How to generate a sample using the sample function in R?

How to Generate Random Samples in R Using the `sample()` Function

The sample function in R is a cornerstone tool for any R programmer engaging in statistical analysis or simulation. It is specifically designed to efficiently generate a random sample from an existing population of objects. This population can be represented by a simple vector, an array, or a complex data frame.

When executing the function, the user provides the source dataset and specifies the desired sample size using the size argument. The output of the sample() function mirrors the structure of the input, returning a vector or data frame that contains the selected subset of elements. Crucially, the generated sample constitutes a non-biased, random selection of objects or rows from the initial set, providing a robust foundation for hypothesis testing and model validation.


Understanding the sample() Function in R

The sample() function is fundamental for tasks requiring statistical inference, where examining the entire dataset is often impractical or unnecessary. It provides the mechanism to draw a subset of elements from a larger dataset or a vector, managing the selection process either with or without replacement. This control over replacement is vital, as it determines whether an observation can be selected multiple times, impacting the statistical properties of the resulting sample.

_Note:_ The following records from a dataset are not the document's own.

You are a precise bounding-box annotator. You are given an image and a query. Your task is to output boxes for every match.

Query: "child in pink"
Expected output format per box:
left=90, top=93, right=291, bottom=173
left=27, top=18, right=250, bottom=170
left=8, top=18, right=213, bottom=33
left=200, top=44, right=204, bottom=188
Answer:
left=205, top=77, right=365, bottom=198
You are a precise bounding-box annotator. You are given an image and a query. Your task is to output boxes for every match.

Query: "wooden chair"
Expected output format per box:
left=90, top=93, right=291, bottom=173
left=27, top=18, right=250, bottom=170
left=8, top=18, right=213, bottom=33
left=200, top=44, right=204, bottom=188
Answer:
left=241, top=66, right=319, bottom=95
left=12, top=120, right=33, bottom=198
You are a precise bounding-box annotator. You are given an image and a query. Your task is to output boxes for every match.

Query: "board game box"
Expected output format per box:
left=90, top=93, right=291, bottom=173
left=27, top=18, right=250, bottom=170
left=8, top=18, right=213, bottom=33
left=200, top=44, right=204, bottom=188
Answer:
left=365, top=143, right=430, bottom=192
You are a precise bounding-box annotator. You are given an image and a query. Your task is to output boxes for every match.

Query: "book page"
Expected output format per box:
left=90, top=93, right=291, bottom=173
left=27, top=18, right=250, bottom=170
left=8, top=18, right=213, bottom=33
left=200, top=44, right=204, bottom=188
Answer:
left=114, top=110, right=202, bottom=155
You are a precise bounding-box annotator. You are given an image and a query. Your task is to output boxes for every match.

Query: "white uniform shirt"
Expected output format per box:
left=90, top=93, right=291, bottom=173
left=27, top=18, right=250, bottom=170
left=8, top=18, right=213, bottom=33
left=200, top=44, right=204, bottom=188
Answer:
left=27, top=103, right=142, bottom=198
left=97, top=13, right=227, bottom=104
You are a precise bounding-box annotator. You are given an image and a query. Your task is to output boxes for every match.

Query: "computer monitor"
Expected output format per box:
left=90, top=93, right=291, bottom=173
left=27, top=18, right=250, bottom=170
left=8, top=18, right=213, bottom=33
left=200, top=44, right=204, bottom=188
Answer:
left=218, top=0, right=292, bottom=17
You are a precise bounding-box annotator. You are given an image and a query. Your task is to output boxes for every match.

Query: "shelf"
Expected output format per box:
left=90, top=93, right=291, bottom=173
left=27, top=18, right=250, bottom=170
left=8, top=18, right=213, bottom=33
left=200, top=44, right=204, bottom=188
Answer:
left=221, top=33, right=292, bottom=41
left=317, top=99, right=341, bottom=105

The elegance of the sample() function lies in its simplicity and flexibility. By automating the process of random selection, it ensures that every element in the source population has a defined chance of being included in the resulting subset. This capability is paramount in simulations, bootstrap methods, and general exploratory data analysis where partitioning data is a common necessity.

Before diving into practical examples, it is essential to internalize the structure and parameters that govern its operation. Understanding these arguments allows practitioners to tailor the sampling process precisely to their statistical requirements, whether they involve stratified sampling or simple random selection.

Syntax and Key Arguments of sample()

To utilize the sampling capabilities effectively, one must understand the arguments passed to the function. The basic structure of the sample() function is straightforward, yet each argument plays a critical role in defining the nature of the output sample. Mastery of these parameters ensures accurate and reproducible results.

The basic syntax for the sample() function is as follows, illustrating the four primary inputs:

sample(x, size, replace = FALSE, prob = NULL)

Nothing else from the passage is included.